Everybody knows where all those countless monuments to Lenin, Stalin, Gorky, Sverdlov, Mayakovsky and the lot are now – all gone: destroyed, or tucked away in some deserted and hard-to-access museums.
Seriously thinking and publicly talking about erecting a statue to a football coach, even one as charming as Southgate appears to be, could not fail to immediately, even if unnoticeably in the beginning, corrupt not just the coach himself, but his young players too and lead to a severe collective case of the illusion of grandeur – the condition that inevitably marks the end of endeavour, (read achievement), for what's left to achieve when you are already the best and the greatest?

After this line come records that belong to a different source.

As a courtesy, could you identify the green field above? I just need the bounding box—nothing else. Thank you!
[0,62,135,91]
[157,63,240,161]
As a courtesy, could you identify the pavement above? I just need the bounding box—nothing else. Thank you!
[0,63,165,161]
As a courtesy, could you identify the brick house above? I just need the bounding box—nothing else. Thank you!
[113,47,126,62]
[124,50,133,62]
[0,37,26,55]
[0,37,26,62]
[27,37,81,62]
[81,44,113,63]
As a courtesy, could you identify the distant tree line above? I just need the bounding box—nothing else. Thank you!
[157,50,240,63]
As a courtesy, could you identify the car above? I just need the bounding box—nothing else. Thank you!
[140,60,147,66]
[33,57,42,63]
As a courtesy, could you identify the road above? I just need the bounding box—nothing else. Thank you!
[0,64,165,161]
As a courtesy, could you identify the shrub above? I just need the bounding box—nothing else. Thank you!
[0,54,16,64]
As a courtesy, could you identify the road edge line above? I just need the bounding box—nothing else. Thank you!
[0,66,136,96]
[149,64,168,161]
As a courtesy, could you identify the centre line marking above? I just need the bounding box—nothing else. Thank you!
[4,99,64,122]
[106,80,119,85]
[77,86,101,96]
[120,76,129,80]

And although there was no talk (as yet) of erecting monuments to each separate England player, including the goalkeeper, in their native towns and villages, they were all loudly lauded as "heroes" and "wonder boys, who write history".
Compare this to the insulting language of a TV commentator in the immediate aftermath of the Croatia game talking, among other things, about (I quote) "the clumsy and flat-footed England defence". Crowd mentality can be cruel.
And this is, to my mind, one of the big problems of British football: the moment young players and coaches reach some minimal prominence, they start being bombarded with praise, fame and money (remember David Beckham?) and promptly forget first how to score penalties and then how to kick the ball. After which the wrath of the crowd falls upon their poor rich heads...
I hope that while still in Moscow, Gareth Southgate will be wise enough to learn that Russia itself is a good example of what happens to hastily engineered statues: they inevitably – and very predictably – end up on the proverbial scrap heap of history.